Correction cascades happen when the ML model does not learn the thing that you want it to learn and you end up applying a hotfix on the output of the ML model. As the hotfixes pile-up you end up with a thick layer of heuristics on the top of the ML model which is called a correction cascade. Correction cascades are extremely tempting even in the absence of time pressure. It is easy to apply a filter to the output of the ML system in order to take care of some rare special cases that ML does not want to learn.

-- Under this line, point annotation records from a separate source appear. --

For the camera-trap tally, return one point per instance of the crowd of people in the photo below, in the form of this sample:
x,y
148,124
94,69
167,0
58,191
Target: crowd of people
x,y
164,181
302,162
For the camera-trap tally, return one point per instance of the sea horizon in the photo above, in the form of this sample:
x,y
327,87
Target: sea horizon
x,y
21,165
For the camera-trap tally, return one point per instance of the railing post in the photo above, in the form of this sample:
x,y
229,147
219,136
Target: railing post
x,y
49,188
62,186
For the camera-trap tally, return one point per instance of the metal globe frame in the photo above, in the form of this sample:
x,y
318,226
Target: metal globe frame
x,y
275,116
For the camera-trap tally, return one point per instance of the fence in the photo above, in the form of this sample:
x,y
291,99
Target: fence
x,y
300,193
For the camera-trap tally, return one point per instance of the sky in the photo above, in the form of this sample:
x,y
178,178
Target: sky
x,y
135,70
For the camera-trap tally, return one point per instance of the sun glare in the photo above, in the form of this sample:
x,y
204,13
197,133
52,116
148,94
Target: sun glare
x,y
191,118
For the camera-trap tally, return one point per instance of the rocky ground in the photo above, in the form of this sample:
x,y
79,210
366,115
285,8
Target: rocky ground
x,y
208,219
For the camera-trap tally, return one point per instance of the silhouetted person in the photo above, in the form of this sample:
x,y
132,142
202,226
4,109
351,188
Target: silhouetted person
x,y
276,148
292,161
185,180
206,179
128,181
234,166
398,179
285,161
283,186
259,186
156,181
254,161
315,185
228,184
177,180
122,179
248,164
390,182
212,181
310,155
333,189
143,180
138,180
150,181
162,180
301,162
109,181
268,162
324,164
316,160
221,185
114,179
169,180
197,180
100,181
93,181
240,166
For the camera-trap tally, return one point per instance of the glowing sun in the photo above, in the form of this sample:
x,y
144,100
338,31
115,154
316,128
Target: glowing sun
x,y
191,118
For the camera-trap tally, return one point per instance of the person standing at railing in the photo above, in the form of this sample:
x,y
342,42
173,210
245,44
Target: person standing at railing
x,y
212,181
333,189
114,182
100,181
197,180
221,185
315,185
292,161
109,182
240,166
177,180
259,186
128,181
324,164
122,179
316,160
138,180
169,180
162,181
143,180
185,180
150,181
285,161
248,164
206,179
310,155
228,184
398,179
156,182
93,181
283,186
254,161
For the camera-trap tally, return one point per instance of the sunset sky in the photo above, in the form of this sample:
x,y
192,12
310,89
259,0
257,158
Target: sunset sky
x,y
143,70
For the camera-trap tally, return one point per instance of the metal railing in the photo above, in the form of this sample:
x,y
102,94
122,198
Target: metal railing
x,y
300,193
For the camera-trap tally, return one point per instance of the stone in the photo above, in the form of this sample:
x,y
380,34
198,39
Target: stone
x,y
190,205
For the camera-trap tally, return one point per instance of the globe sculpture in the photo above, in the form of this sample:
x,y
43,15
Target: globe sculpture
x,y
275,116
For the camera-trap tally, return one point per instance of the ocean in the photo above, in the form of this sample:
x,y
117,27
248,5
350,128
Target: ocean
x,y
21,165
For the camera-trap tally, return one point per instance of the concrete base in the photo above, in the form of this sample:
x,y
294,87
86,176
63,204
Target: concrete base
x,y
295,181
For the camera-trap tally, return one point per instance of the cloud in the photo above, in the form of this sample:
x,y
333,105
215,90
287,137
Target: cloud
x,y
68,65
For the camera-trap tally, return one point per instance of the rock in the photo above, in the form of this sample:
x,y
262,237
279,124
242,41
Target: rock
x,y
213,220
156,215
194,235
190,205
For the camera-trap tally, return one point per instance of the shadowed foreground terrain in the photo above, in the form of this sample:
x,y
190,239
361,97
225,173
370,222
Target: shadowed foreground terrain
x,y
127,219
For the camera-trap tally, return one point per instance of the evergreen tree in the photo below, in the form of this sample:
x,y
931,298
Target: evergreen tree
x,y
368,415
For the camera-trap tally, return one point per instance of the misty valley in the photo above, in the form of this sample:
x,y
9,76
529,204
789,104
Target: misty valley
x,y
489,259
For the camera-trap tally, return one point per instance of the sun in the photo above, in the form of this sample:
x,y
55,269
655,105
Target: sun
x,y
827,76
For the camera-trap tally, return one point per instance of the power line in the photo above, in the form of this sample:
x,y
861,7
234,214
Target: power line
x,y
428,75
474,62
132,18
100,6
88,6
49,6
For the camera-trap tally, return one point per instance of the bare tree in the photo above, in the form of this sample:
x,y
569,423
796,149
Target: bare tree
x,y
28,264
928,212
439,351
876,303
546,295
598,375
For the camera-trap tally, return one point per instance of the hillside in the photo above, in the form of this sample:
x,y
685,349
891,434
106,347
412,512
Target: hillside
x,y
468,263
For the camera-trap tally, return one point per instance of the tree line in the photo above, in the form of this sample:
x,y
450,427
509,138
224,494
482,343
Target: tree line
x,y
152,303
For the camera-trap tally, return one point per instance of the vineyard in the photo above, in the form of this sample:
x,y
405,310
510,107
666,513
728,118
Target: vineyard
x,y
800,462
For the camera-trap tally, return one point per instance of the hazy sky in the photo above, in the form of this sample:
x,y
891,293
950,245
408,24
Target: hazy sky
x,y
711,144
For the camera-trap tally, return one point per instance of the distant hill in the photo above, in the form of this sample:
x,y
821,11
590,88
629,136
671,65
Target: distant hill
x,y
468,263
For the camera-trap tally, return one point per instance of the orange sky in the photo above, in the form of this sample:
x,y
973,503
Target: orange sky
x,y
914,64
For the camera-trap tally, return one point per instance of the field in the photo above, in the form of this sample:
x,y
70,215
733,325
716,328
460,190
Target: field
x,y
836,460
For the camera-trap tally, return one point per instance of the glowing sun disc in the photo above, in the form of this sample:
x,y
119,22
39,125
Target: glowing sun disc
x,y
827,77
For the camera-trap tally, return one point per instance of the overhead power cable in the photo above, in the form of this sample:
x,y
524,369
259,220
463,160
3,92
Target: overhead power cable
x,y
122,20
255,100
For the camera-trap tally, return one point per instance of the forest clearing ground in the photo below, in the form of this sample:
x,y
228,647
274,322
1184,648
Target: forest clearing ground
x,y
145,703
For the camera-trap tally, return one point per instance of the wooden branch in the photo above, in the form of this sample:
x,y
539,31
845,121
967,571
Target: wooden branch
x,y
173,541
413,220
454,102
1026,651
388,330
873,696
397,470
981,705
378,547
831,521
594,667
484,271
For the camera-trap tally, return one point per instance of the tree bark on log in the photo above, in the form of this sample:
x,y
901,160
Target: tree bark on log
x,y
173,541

Correction cascades decorrelate the metrics that your ML model tries to optimize while training from the overall metrics of the entire system. As this layer grows thicker you can no longer figure out what changes to the ML model would improve the final metrics that you present to your boss and you end up not being able to deliver the new improvements.

Hobo-features

Hobo-features are features that do nothing useful in your ML system and you cannot get rid of them. There are three types of hobo-features:

Bundled features
Sometimes when we have a group of new features you evaluate them together and if found beneficial submit the entire bundle. Unfortunately, only some of the features in the bundle can be useful while other features are dragging it down.

ε-Features
It is tempting to sometimes add a feature even when the quality increase is very minor. Such features, however, may become neutral or negative in a week if the underlying data drifts a bit.

Legacy features
As times goes on, we add new features to a project and never reevaluate them again. In a couple of months, some of these features may become totally useless or superseded by the new features.

In a complex ML system, the only way to efficiently weed out the hobo-features is to try pruning them one at a time. Meaning, you remove one feature at a time, train the ML system, and evaluate it using your metrics. If the system takes 1 day to train, we can run at most 5 trainings at a time, and we have 500 features, then pruning all of them will take us 100 days. Unfortunately features may interact which means you have to try pruning all possible subsets of features, which becomes an exponentially hard problem.

With Our Powers Combined

Having all three anti-patterns in your machine learning infrastructure can be an instakill to the entire project.

With the feedback loops, your metrics won’t reflect the real quality of the system and your ML model will learn to exploit these feedback loops instead of learning useful things. Additionally, as the time goes your model may be unintentionally shaped by the engineering team to exploit these loops even more.

The correction cascades will loosen correlation between the metrics measured directly on the ML model and a system as a whole. You will end up in a situation where positive improvements to the ML model have a random effect on the metrics of the overall system.

With hobo-features you won’t even know which of your hundreds of features actually carry the useful information and it will be too expensive to prune them. On a daily basis, the metrics that you commonly monitor will randomly jump up or drop down because some of the garbage features will randomly seizure. And no, regularization helps just a little bit.

You end up with the project where the metrics randomly jump up or down, do not reflect the actual quality, and you are not able to improve them. The only way out would be to rewrite the entire project from the scratch. That is when you know — you shot yourself in the foot with a bazooka.